Earlier in the evening, Rudy Tock made the acquaintance of a strange man, Konrad Beezo. Beezo is a clown for the very circus Tock's pass is for, and is a fitful, spiteful, creepy, chain smoking individual half in his clown costume. His wife Natalie, a trapeze artist of some renown and born of a good family, is lying in childbirth, says he, and her relatives have virtually disowned her for marrying him. He speaks glowingly of his soon-to-be-born son, who is to be named "Punchinello", and will carry on the fine tradition of clowning. He speaks venomously of his father-in-law, using many colorful epithets.
"Do you believe snakes can fly, Rudy Tock?"
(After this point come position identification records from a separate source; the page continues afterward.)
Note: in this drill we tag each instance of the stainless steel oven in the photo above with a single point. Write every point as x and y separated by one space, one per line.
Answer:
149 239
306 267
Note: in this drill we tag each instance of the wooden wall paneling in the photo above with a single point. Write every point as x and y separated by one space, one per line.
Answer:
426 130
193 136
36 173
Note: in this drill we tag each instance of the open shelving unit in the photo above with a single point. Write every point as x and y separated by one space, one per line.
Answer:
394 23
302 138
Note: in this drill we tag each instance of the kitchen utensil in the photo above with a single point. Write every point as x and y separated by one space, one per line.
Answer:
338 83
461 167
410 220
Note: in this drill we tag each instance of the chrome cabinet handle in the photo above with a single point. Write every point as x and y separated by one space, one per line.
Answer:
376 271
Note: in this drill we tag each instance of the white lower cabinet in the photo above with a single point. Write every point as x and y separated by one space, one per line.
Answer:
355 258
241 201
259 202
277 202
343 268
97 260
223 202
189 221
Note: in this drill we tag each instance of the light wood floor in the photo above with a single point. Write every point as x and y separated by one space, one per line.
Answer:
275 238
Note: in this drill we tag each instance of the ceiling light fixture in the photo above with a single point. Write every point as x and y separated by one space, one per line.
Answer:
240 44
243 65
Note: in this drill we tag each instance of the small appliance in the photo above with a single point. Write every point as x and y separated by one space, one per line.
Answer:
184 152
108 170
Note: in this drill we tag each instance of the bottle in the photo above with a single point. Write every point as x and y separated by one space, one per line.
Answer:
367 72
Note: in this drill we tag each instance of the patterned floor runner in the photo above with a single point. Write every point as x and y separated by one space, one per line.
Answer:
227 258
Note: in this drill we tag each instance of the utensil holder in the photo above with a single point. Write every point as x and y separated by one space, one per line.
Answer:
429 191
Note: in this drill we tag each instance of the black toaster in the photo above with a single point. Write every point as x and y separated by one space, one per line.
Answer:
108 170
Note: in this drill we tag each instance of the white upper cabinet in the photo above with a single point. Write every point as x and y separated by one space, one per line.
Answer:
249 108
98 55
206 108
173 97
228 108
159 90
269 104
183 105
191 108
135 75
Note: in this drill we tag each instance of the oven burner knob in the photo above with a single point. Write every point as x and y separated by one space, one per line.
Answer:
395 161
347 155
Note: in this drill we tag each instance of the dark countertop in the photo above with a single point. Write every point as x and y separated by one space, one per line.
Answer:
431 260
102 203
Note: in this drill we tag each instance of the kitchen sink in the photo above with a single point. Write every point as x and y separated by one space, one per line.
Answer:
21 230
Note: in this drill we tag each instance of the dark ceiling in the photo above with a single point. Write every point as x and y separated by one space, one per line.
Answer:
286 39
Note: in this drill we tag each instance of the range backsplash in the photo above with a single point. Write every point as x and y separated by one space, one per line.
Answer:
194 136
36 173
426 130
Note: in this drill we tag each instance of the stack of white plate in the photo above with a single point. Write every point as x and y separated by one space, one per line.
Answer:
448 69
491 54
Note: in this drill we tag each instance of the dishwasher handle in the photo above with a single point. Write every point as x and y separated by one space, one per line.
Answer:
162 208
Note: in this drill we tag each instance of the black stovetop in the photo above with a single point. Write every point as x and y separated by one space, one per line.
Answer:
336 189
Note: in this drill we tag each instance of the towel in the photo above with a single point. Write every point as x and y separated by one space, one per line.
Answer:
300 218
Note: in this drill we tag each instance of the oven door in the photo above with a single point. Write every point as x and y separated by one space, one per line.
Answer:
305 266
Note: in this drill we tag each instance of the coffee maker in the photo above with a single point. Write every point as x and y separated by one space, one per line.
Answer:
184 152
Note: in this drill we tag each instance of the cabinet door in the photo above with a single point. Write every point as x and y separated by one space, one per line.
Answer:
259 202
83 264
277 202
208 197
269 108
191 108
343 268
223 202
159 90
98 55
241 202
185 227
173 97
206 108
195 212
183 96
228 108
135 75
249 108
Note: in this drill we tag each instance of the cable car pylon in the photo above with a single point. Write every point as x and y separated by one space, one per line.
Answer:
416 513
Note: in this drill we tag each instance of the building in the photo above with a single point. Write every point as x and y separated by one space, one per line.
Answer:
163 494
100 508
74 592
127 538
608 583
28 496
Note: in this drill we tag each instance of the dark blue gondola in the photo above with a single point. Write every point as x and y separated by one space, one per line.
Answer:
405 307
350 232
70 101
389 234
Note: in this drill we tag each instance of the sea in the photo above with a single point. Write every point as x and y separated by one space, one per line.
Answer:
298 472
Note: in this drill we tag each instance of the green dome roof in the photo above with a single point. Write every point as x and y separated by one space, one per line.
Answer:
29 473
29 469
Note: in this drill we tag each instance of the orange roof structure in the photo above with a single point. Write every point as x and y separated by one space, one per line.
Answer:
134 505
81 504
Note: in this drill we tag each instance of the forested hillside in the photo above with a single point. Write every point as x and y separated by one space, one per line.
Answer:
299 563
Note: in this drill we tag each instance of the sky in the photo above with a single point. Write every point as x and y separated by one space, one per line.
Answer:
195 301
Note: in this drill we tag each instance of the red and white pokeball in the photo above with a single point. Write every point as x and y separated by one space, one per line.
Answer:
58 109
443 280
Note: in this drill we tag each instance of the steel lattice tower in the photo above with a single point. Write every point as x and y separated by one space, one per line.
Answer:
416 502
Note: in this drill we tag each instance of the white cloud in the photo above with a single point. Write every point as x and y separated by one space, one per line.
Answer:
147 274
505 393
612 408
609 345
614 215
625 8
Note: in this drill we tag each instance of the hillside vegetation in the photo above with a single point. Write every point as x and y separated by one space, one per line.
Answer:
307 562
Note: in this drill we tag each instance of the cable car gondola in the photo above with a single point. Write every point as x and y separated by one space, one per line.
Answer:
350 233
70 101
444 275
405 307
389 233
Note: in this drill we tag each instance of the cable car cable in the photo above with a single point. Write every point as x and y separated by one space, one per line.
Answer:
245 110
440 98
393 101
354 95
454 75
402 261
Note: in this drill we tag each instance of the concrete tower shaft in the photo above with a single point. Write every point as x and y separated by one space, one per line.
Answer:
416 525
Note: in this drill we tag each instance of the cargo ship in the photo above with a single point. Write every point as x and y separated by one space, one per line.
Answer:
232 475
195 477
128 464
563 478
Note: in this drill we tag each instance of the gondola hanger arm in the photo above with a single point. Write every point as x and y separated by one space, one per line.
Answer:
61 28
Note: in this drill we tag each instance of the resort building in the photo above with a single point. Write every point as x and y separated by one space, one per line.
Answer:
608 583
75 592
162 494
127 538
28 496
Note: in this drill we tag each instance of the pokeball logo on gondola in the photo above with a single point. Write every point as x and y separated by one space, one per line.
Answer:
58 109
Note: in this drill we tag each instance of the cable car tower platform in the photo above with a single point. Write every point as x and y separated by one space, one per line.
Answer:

Tock is only too grateful to leave Beezo and attend to both his father and his wife Maddy...however, relief is short-lived. Beezo, upon learning Natalie died in childbirth, goes insane ranting about her family sending assasines to kill her and begins shooting, killing a doctor and a nurse. Tock, in perhaps the one moment of heroism in his meek baker's life, convinces the mad clown his enemies have left, and momentarilly quells his anger. Beezo leaves, his son Punchinello swaddled in his arms... but drops this bomb: "I'll never forget you, Rudy Tock. Never."
As his late grandfather predicted, Jimmy Tock is twenty inches long, 8 lb. 10 oz, and has syndactyly (a fusing of the digits at birth). The problem is corrected with minor surgery, yet as he grows older, with his grandfather's Damaclesian prediction hanging over him, he begins to see his birth defect as a metaphor for life.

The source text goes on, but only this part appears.